The place this argument can overreach is in conflating "shareable" with "works the same everywhere," and I want to be careful about it, because the difference is where the real engineering still lives. Sigma having won as the authoring-and-sharing format does not mean a Sigma rule fires identically on Splunk and on Elastic. The conversion is solved; the field mapping underneath it is not, because the same logical field lands in different places, with different normalization, in different backends, and a rule that assumes one schema can silently underperform against another. That is the same context-collapse problem that dogs OCSF normalization, reappearing one layer up at the rule.

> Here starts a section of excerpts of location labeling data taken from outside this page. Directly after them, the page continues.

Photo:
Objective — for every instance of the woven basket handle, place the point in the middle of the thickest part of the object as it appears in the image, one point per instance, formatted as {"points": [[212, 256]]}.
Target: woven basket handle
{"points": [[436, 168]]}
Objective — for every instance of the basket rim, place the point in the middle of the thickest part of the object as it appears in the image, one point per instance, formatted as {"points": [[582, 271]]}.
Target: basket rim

So the honest claim is bounded. Open, community-governed, portable content wins the durability and sharing contest over a multi-year horizon, and that is a strong and useful result on its own. It does not win you guaranteed cross-engine detection equivalence, which remains a per-backend correctness problem you have to test rather than assume, and which I take apart in the portability piece. Keeping those two claims separate is what keeps the argument credible; the people who oversell Sigma as turnkey cross-engine detection are handing the skeptics an easy rebuttal.
What to bet on next
Run the same five questions at whatever wants to be the next standard.
The reason to extract the pattern rather than just admire Sigma is that the field keeps producing new candidates for shared content, the detection-as-code platforms, the agentic and MCP-packaged content that's arriving now, whatever comes after, and you have to decide which to invest a curation budget in before the history is written. The five questions are the test. Is the format vendor-neutral, with a portability layer nobody controls, or does it convert to one product. Is it governed by a community or carried by one maintainer or one company. Is it mapped to ATT&CK so it can be found and compared. Is it text under version control so it can be reviewed. Can you run it to keep it honest. Content that answers those the way Sigma does has a structural reason to last; content that doesn't is borrowing against one person's stamina or one vendor's budget, and you should price it accordingly.
That test is the same one a capability matrix applies to tooling, pointed at content instead, and it lands on the same place the rest of this work does: the durable thing is the open, owned, community-governed one, and the proof is not a preference but a decade of repositories you can go read, some still shipping releases this spring and some last touched in 2021.